Lambaian tangan penghianat
Bagai lagu jenuh
Mati di batas hitam labuh
Antara sebuah dendam kesumat

Ada salam dari jauh
Ada salam lagi berlabuh
Di pantai sepi
Nak perawan potret diri

Sejak kapan berkelana
Melanglang dunia maya
Orangpun akan bertanya
Tentang mata yang terluka

Ada salam pembebasan
Kembang biru segala zaman
Di bawah cadar hitam
Duka-Mu tergenggam

Solo Juli 1981





POER ADHIE PRAWOTO atau Poerwantoro Adhie Prawoto lahir di Blora 7 Maret 1950.  Mengambil pendidikan di SPG Negeri Blora (1968), SPGLP Kudus jurusan Bahasa dan Sastra Indonesia (1989), kemudian di FKSS-IKIP Negeri Bojonegoro jurusan Bahasa dan Sastra Indonesia. Mengajar di Cepu, Kudus dan Blora. Pada tahun 1980 bersama keluarganya pindah ke Solo dan mengajar di Gondangrejo, Karanganyar.Tulisannya banyak tersebar di Suara Merdeka, Jawapos, Kedaulatan Rakyat, Sinar Harapan dan juga Kompas. Banyak antologi geguritan yang telah dihimpunnya. Pernah menjadi redaktur koran Parikesit (Solo) juga buletin sastra jawa, Baluwerti dan Wahana Sastra Jawa yang diterbitkan PKJT dan TBJT.
Walau terkenal sebagai penggurit, Poer Adhie Prawoto juga aktif sebagai seniman dan budayawan, bahkan pada satu acara pernah ikut main kethoprak yang melibatkan seniman, budayawan dan wartawan Surakarta di RRI Solo.
Bukunya yang telah terbit Kritik Esai Kesusasteraan Jawa Dan Modern(1989) Wawasan Sastra Jawa Modern(1991), Antologi Cerita Pendek Jawa Modern dan Masyarakat Samin, Tinjauan Sosio-Kultural.
Semasa hidupnya berusaha menjadi dokumentator Sastra Jawa Modern.

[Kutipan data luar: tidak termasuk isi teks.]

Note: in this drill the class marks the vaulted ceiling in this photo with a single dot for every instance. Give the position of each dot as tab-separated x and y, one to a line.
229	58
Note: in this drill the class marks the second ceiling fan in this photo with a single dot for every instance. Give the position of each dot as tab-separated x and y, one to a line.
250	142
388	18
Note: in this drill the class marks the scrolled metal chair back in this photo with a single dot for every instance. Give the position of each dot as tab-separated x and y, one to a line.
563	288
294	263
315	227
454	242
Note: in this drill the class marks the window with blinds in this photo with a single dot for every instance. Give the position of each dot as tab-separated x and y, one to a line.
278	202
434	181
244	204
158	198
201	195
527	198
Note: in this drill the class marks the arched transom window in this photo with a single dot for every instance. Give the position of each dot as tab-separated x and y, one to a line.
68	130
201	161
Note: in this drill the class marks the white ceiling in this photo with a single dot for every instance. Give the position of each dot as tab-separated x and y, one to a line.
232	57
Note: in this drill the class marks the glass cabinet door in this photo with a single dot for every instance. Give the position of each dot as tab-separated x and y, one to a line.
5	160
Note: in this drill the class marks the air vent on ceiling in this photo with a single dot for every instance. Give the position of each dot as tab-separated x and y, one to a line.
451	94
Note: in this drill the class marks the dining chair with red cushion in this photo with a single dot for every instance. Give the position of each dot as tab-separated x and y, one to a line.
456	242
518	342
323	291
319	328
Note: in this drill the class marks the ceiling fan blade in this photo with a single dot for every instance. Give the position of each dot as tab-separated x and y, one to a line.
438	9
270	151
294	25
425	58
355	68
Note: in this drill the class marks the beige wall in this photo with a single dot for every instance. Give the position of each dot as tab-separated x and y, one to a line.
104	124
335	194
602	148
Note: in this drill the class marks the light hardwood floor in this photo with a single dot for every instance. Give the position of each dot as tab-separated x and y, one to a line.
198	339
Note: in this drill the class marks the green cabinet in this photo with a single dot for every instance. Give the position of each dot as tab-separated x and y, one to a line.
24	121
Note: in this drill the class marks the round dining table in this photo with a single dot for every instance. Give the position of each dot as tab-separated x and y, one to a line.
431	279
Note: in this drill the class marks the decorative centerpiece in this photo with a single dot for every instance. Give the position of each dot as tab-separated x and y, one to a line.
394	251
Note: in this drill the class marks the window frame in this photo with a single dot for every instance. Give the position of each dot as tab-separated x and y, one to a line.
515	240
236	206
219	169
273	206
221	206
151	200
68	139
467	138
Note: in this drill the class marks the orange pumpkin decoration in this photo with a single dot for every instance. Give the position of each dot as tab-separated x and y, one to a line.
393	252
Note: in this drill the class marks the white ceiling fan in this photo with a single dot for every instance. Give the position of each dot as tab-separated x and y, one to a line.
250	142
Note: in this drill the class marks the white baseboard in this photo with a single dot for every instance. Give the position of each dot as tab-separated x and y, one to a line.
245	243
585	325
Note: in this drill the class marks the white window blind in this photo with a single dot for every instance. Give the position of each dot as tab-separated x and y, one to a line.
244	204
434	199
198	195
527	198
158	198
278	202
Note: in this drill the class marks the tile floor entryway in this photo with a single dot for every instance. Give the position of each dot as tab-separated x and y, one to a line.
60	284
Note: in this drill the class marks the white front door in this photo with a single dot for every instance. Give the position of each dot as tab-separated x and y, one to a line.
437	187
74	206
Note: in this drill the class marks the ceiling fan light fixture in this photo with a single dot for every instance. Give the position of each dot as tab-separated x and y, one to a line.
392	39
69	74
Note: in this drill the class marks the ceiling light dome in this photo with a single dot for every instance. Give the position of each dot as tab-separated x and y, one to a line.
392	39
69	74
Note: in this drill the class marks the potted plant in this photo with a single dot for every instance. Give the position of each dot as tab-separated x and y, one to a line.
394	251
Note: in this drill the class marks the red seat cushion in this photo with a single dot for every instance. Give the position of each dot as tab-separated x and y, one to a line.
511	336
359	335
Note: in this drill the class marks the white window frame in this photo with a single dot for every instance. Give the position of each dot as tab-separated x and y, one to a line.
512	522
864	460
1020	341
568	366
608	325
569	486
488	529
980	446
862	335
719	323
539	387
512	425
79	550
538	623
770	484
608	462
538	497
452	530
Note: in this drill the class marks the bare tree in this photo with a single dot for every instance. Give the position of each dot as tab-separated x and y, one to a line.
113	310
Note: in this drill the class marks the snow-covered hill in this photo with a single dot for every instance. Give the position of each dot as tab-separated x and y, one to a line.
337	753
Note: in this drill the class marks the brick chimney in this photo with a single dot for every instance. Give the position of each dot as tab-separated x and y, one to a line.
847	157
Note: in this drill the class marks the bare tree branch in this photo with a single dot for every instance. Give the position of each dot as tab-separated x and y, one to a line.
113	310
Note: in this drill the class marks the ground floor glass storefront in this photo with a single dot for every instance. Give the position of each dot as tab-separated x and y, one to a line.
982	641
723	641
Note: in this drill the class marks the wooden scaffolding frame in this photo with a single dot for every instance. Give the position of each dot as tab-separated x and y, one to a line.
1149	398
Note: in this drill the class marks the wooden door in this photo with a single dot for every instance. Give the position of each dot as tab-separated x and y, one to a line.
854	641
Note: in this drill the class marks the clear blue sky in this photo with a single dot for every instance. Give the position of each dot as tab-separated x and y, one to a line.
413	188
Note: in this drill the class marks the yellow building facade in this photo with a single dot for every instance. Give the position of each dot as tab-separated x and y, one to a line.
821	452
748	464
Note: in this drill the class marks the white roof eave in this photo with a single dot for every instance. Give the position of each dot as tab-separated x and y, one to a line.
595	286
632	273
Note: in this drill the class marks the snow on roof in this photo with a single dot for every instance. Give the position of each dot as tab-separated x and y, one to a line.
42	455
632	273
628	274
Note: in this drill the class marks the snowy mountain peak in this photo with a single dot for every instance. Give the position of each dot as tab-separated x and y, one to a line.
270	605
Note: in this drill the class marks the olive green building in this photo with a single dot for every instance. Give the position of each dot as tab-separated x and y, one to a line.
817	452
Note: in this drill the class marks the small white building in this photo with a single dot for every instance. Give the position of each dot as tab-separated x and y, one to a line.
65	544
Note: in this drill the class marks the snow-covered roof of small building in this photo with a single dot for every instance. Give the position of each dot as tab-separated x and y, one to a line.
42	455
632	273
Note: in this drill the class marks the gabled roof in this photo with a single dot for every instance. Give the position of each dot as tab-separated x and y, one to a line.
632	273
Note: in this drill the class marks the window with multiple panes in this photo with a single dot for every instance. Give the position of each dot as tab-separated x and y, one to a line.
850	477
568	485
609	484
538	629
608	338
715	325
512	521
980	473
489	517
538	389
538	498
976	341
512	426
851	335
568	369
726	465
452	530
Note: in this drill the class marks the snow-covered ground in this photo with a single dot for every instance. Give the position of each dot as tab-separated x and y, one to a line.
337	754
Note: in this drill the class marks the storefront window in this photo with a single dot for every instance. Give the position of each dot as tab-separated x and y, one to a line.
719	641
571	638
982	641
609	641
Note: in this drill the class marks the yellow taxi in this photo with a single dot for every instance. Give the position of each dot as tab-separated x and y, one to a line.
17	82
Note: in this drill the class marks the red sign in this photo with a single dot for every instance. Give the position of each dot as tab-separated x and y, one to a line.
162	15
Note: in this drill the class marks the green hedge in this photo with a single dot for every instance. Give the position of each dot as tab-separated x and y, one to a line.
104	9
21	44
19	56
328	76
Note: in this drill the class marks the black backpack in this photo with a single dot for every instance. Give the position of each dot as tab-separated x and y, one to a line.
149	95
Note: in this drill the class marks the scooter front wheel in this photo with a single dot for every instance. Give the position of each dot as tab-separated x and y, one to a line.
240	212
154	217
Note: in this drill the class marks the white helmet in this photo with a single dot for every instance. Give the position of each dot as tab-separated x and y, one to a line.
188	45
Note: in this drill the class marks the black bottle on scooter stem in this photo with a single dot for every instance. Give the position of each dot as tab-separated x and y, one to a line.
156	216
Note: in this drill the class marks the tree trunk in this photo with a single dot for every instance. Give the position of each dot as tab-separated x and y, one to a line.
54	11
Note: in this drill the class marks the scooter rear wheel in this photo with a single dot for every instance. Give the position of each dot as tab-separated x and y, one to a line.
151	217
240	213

Tahun 2001, ketika sedang semangat-semangatnya mempersiapkan karyanya yang baru, Poer Adie Pr awoto dipanggil Allah SWT dalam usia 51 tahun. Meninggalkan seorang istri, dan dua putranya, Waskita Danardana dan Laksita Yudhistira.
 
 
 - dipetik dari buku Tiga yang dikenang hari ini dan esok!